Nicole gimió y se revolvió contra él de puro deseo. Su mente estaba obnubilada, no podía pensar, solo sentir. Se arrastraba por una espiral cada vez más intensa, sentía una tensión que intuía que solo él podría relajar. Se hizo adelante, ofreciendo su cuerpo, y gimiendo de nuevo cuando sintió que él le pellizcaba la rosada cúspide, aumentando así el calor de sus entrañas.

Cuando ella suspiró de nuevo, entregada, él supo que si no paraba entonces, ya no podría hacerlo. Haciendo acopio de su experiencia y autocontrol, rebajó la intensidad del beso, tomó las manos de ella, que vagaban a placer por su cuerpo, y con suavidad la alejó, al tiempo que ponía fin al contacto de sus bocas.

La sensación de pérdida para ambos fue casi angustiosa. Richard le abrochó los botones del vestido mientras repasaba mentalmente los grandes ríos de Europa, tratando de ablandar su cuerpo.
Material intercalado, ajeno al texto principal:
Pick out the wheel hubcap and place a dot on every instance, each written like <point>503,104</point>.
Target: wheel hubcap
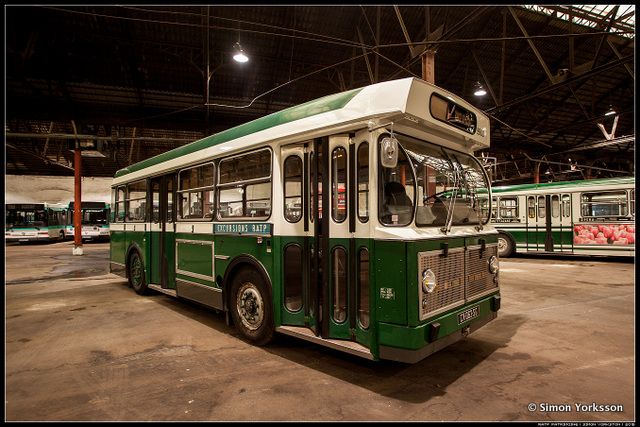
<point>502,244</point>
<point>250,306</point>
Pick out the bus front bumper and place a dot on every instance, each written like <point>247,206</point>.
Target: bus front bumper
<point>421,341</point>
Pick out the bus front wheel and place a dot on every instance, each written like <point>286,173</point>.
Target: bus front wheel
<point>250,307</point>
<point>136,274</point>
<point>505,246</point>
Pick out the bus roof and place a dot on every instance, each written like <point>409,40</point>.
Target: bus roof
<point>409,96</point>
<point>297,112</point>
<point>563,184</point>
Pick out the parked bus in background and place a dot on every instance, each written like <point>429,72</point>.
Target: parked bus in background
<point>586,217</point>
<point>353,221</point>
<point>95,221</point>
<point>26,222</point>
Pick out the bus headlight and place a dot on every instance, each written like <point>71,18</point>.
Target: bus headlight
<point>428,280</point>
<point>493,264</point>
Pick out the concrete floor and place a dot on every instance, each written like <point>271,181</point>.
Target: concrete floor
<point>81,345</point>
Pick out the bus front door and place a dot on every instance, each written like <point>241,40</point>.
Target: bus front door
<point>536,223</point>
<point>561,227</point>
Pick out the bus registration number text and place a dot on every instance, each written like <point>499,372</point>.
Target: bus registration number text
<point>469,314</point>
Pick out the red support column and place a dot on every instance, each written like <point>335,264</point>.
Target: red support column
<point>536,173</point>
<point>77,204</point>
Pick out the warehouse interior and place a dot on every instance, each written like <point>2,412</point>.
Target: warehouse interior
<point>208,285</point>
<point>131,82</point>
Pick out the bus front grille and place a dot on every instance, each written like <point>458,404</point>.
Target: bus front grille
<point>449,289</point>
<point>479,279</point>
<point>460,276</point>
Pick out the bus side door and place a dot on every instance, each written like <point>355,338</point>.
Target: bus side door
<point>347,248</point>
<point>536,223</point>
<point>162,236</point>
<point>560,222</point>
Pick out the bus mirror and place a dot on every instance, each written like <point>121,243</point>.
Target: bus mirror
<point>389,152</point>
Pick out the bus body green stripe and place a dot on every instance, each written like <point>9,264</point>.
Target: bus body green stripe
<point>562,184</point>
<point>311,108</point>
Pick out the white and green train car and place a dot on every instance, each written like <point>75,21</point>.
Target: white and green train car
<point>94,217</point>
<point>353,221</point>
<point>587,217</point>
<point>29,222</point>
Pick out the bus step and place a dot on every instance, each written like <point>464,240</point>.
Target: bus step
<point>158,288</point>
<point>342,345</point>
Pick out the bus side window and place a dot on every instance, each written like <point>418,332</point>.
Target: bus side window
<point>603,204</point>
<point>508,207</point>
<point>244,186</point>
<point>136,201</point>
<point>339,184</point>
<point>293,189</point>
<point>195,192</point>
<point>541,207</point>
<point>531,203</point>
<point>121,212</point>
<point>363,182</point>
<point>555,206</point>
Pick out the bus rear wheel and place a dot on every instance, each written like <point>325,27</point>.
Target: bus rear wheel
<point>137,278</point>
<point>505,246</point>
<point>250,307</point>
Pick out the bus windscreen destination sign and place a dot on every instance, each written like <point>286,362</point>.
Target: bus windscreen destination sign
<point>242,229</point>
<point>452,113</point>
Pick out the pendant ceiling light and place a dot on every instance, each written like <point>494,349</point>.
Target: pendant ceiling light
<point>479,90</point>
<point>239,54</point>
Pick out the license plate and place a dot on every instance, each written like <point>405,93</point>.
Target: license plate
<point>468,314</point>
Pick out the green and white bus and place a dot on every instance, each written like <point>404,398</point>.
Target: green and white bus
<point>94,219</point>
<point>29,222</point>
<point>353,221</point>
<point>586,217</point>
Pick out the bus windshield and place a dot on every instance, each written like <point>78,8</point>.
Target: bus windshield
<point>26,217</point>
<point>94,216</point>
<point>451,187</point>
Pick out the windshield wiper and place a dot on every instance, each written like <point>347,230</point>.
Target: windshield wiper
<point>447,228</point>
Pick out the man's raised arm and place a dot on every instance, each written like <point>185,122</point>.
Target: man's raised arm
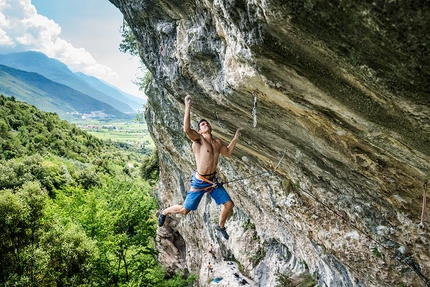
<point>192,134</point>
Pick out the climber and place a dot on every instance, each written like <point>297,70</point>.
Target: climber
<point>210,268</point>
<point>211,251</point>
<point>206,150</point>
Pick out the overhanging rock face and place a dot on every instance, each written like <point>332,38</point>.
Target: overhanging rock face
<point>341,103</point>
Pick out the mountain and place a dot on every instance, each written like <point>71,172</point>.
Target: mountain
<point>134,102</point>
<point>58,72</point>
<point>50,96</point>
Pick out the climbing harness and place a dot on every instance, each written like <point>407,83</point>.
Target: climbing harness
<point>254,110</point>
<point>421,224</point>
<point>219,121</point>
<point>213,184</point>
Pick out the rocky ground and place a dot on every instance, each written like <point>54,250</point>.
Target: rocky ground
<point>226,270</point>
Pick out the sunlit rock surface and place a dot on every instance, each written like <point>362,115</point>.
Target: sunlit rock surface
<point>342,129</point>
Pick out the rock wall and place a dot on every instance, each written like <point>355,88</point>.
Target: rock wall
<point>328,177</point>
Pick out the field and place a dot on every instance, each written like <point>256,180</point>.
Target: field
<point>130,132</point>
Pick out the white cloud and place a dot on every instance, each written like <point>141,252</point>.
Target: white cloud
<point>23,29</point>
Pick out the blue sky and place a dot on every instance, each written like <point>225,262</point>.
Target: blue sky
<point>83,34</point>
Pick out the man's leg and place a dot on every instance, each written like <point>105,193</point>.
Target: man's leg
<point>228,207</point>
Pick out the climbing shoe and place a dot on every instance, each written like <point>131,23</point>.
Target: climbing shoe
<point>222,230</point>
<point>161,218</point>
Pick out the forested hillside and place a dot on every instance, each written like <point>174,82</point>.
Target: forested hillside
<point>74,210</point>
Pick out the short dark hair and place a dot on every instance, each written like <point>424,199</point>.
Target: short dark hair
<point>198,125</point>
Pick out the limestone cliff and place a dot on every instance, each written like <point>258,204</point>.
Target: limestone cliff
<point>341,94</point>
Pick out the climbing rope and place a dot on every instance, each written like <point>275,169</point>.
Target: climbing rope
<point>423,212</point>
<point>254,110</point>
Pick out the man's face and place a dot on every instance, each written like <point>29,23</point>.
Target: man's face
<point>204,127</point>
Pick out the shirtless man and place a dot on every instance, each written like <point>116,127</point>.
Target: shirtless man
<point>206,150</point>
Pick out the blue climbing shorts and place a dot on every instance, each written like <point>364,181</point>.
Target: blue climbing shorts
<point>219,194</point>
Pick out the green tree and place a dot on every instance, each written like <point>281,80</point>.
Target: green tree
<point>150,167</point>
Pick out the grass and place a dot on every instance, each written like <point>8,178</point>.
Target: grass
<point>130,132</point>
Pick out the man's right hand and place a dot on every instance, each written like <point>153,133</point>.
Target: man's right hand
<point>188,100</point>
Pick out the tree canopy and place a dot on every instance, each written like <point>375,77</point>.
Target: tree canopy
<point>74,210</point>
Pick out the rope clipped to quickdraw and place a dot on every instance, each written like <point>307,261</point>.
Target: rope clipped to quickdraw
<point>423,212</point>
<point>219,121</point>
<point>339,213</point>
<point>254,110</point>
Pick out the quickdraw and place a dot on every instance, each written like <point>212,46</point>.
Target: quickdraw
<point>423,212</point>
<point>254,110</point>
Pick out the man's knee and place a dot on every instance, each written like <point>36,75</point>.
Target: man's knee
<point>184,210</point>
<point>229,204</point>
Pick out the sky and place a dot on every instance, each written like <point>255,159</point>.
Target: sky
<point>83,34</point>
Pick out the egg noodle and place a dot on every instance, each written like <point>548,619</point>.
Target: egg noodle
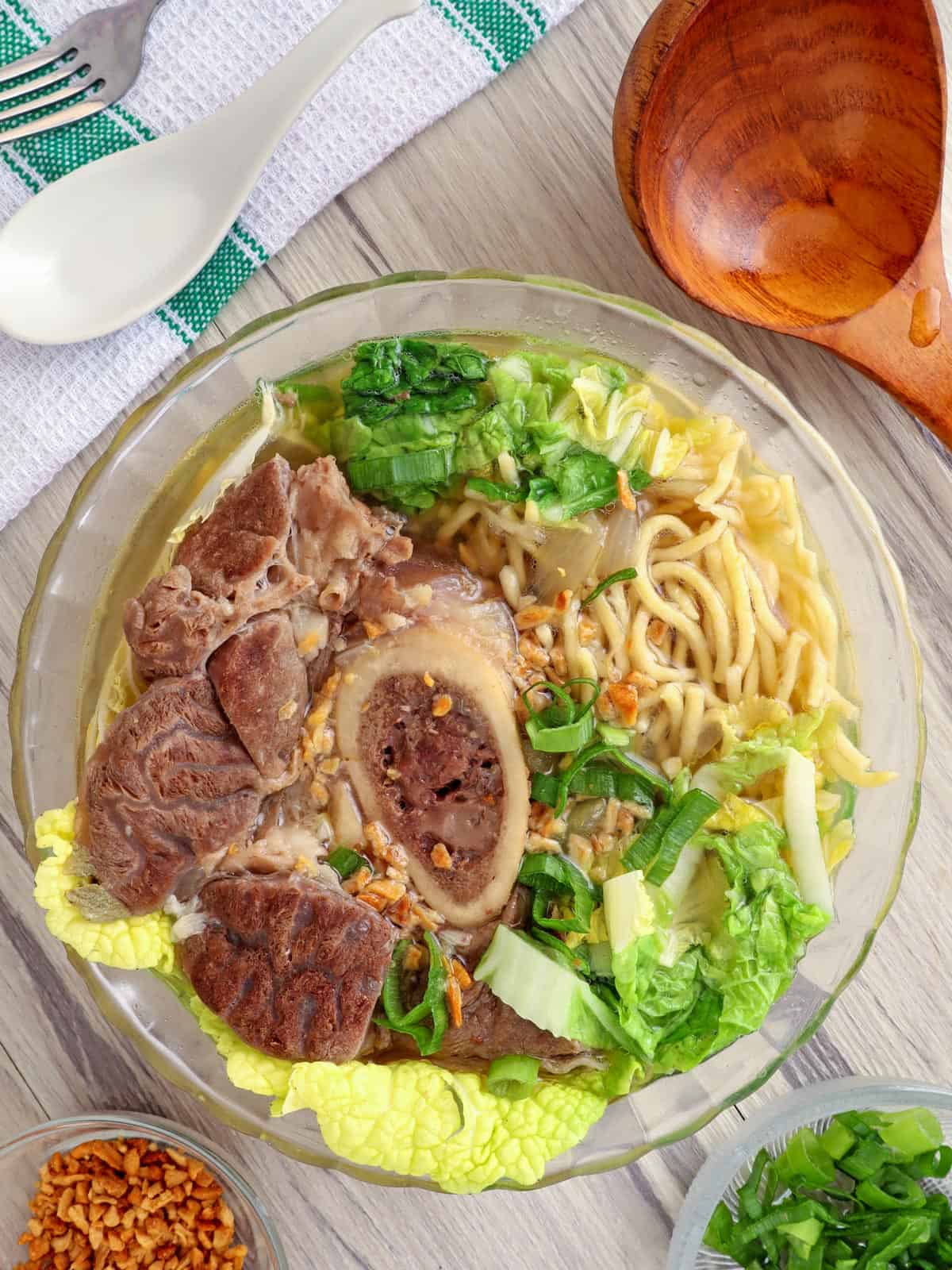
<point>729,605</point>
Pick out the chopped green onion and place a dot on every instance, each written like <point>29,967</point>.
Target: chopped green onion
<point>574,959</point>
<point>347,861</point>
<point>838,1140</point>
<point>513,1077</point>
<point>433,1003</point>
<point>555,878</point>
<point>651,779</point>
<point>719,1235</point>
<point>594,751</point>
<point>594,781</point>
<point>913,1132</point>
<point>495,491</point>
<point>691,813</point>
<point>564,740</point>
<point>620,737</point>
<point>865,1160</point>
<point>416,468</point>
<point>805,1232</point>
<point>645,848</point>
<point>886,1221</point>
<point>306,393</point>
<point>808,1160</point>
<point>564,727</point>
<point>545,789</point>
<point>622,575</point>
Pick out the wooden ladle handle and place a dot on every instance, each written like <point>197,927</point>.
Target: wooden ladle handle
<point>904,341</point>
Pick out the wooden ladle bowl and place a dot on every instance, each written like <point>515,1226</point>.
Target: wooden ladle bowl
<point>784,160</point>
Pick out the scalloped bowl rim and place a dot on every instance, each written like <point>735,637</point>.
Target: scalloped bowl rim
<point>203,365</point>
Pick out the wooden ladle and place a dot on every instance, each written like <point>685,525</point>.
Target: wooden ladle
<point>784,159</point>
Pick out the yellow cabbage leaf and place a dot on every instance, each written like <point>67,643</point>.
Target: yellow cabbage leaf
<point>131,944</point>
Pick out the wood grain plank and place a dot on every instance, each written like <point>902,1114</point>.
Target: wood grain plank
<point>520,178</point>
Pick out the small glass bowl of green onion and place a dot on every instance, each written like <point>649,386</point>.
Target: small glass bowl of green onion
<point>846,1174</point>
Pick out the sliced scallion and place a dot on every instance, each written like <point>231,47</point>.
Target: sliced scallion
<point>428,1038</point>
<point>419,467</point>
<point>347,861</point>
<point>615,736</point>
<point>564,738</point>
<point>306,393</point>
<point>622,575</point>
<point>513,1077</point>
<point>691,813</point>
<point>556,878</point>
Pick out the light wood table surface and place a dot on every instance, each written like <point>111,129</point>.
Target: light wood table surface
<point>520,178</point>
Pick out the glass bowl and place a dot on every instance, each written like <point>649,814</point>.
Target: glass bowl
<point>171,456</point>
<point>729,1168</point>
<point>22,1157</point>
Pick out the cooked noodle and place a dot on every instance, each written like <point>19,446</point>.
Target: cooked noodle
<point>729,605</point>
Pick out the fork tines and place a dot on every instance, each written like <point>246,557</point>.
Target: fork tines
<point>70,86</point>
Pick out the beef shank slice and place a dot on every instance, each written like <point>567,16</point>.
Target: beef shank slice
<point>492,1029</point>
<point>294,967</point>
<point>262,686</point>
<point>427,729</point>
<point>171,626</point>
<point>228,568</point>
<point>169,787</point>
<point>336,537</point>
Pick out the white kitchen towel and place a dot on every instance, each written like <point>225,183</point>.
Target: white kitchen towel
<point>198,54</point>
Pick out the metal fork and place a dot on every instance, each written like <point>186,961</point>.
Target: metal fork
<point>92,65</point>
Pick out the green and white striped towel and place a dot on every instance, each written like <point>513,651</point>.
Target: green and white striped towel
<point>198,54</point>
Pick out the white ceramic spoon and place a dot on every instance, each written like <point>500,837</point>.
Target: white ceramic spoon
<point>116,239</point>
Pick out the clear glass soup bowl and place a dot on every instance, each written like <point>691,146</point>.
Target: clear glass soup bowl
<point>173,455</point>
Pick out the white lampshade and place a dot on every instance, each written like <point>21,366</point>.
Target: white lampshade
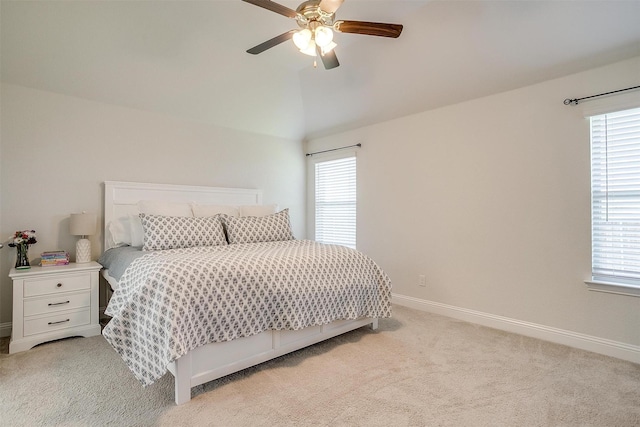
<point>83,224</point>
<point>310,50</point>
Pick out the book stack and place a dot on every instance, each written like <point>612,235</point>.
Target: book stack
<point>53,258</point>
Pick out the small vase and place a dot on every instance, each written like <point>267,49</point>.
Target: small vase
<point>22,258</point>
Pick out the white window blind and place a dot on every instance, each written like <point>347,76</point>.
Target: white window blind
<point>615,197</point>
<point>335,201</point>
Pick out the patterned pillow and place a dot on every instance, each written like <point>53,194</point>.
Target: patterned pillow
<point>254,229</point>
<point>173,232</point>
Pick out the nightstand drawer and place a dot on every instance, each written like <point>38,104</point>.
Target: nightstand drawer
<point>55,322</point>
<point>57,303</point>
<point>63,283</point>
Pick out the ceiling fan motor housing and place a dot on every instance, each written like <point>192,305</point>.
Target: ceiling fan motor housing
<point>311,16</point>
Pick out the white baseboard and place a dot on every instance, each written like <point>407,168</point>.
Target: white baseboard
<point>607,347</point>
<point>5,329</point>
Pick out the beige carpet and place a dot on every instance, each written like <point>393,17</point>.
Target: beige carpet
<point>418,369</point>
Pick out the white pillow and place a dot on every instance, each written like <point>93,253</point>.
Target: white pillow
<point>158,207</point>
<point>137,232</point>
<point>258,210</point>
<point>254,229</point>
<point>211,210</point>
<point>172,232</point>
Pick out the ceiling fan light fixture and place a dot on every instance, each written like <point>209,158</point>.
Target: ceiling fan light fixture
<point>302,39</point>
<point>323,36</point>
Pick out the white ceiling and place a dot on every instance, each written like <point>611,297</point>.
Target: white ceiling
<point>187,58</point>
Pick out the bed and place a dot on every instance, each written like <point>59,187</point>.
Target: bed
<point>207,309</point>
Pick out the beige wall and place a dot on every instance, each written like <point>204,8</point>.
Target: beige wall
<point>490,200</point>
<point>56,152</point>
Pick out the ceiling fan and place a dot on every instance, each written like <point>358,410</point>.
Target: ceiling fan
<point>316,19</point>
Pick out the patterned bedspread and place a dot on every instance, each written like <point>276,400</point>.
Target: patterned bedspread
<point>170,302</point>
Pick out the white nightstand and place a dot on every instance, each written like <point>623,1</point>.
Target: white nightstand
<point>50,303</point>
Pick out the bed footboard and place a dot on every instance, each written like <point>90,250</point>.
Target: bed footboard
<point>216,360</point>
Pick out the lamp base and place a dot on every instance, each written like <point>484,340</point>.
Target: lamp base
<point>83,251</point>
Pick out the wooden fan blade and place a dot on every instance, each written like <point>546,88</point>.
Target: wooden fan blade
<point>329,59</point>
<point>271,43</point>
<point>274,7</point>
<point>330,6</point>
<point>368,28</point>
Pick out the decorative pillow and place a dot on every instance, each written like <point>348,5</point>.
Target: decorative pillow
<point>158,207</point>
<point>254,229</point>
<point>211,210</point>
<point>173,232</point>
<point>258,210</point>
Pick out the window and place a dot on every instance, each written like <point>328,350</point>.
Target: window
<point>335,201</point>
<point>615,198</point>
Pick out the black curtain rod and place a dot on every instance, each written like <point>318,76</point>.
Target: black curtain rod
<point>333,149</point>
<point>576,100</point>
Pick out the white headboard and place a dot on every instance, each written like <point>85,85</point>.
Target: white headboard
<point>121,198</point>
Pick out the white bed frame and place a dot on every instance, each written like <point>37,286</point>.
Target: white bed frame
<point>216,360</point>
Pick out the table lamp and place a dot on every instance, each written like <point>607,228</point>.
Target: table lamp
<point>83,225</point>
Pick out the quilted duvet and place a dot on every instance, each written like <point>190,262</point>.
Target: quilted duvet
<point>170,302</point>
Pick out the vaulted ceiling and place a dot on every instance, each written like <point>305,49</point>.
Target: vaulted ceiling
<point>187,58</point>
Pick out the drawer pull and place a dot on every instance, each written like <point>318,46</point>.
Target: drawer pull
<point>58,303</point>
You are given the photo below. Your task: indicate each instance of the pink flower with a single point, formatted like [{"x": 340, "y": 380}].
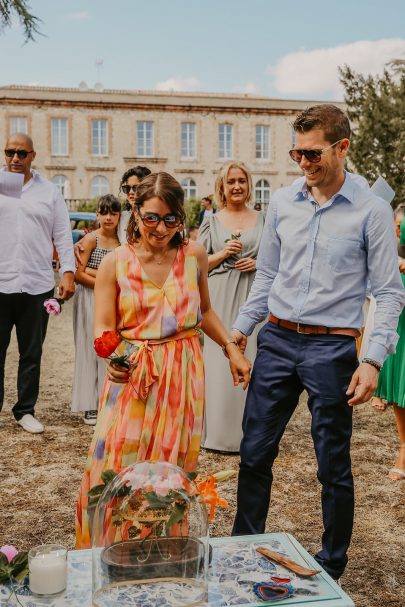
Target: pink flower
[
  {"x": 9, "y": 552},
  {"x": 52, "y": 306}
]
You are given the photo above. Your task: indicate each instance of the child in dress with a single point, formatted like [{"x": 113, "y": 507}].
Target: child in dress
[{"x": 89, "y": 370}]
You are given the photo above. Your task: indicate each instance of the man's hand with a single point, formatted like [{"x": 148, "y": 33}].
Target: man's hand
[
  {"x": 363, "y": 384},
  {"x": 246, "y": 264},
  {"x": 240, "y": 339},
  {"x": 240, "y": 366},
  {"x": 78, "y": 250},
  {"x": 67, "y": 286}
]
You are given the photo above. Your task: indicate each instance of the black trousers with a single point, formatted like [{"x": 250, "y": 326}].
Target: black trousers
[
  {"x": 28, "y": 315},
  {"x": 286, "y": 364}
]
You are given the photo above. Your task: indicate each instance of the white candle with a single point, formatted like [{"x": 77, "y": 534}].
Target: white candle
[{"x": 48, "y": 572}]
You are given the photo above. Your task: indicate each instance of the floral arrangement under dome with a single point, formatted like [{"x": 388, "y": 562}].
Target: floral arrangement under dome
[
  {"x": 150, "y": 528},
  {"x": 150, "y": 499}
]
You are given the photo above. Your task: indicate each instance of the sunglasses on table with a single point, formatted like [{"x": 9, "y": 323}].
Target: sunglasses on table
[
  {"x": 311, "y": 155},
  {"x": 151, "y": 220},
  {"x": 127, "y": 188},
  {"x": 22, "y": 154}
]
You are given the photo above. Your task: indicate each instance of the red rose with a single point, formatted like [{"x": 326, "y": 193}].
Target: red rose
[{"x": 107, "y": 343}]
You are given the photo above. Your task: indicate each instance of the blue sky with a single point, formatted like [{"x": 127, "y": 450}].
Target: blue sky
[{"x": 281, "y": 48}]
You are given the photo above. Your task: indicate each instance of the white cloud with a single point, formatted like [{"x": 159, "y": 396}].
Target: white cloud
[
  {"x": 315, "y": 73},
  {"x": 80, "y": 16},
  {"x": 249, "y": 87},
  {"x": 179, "y": 83}
]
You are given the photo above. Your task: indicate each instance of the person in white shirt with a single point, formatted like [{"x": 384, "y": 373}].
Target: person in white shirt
[{"x": 27, "y": 228}]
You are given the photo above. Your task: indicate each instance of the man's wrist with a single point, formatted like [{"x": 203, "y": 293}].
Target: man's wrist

Ella seguía con los ojos cerrados, intentando serenar su respiración. Cuando estuvo segura de que había dejado de temblar, abrió los ojos. Le gustó ver a Richard también alterado. Su cuerpo se mantenía rígido todavía, y sus ojos la miraban con una intensidad que la hacía arder de nuevo. Tenían el color más hermoso que jamás hubiera visto. Como para escapar de su hechizo, dio un paso atrás, y sonrió, vacilante. Richard habló.

—Creo, preciosa, que lo dejaremos en tablas.

Le tomó la mano, se la besó deslizando sensualmente la lengua por el dorso, y guiñándole un ojo la acompañó hasta la puerta de servicio, encarándola hacia la seguridad de la casa, alejando de él la tentación. Aun así, no pudo evitar darle una cariñosa palmada en el trasero, al tiempo que se despedía.

—Gracias de nuevo por lo de esta noche. Por todo.

Y sin más, dio media vuelta y regresó a su casa.

Nicole, en cambio, estuvo más de cinco minutos parada, tratando de entender qué había pasado. Abatida ante su propia ignorancia, entró en casa.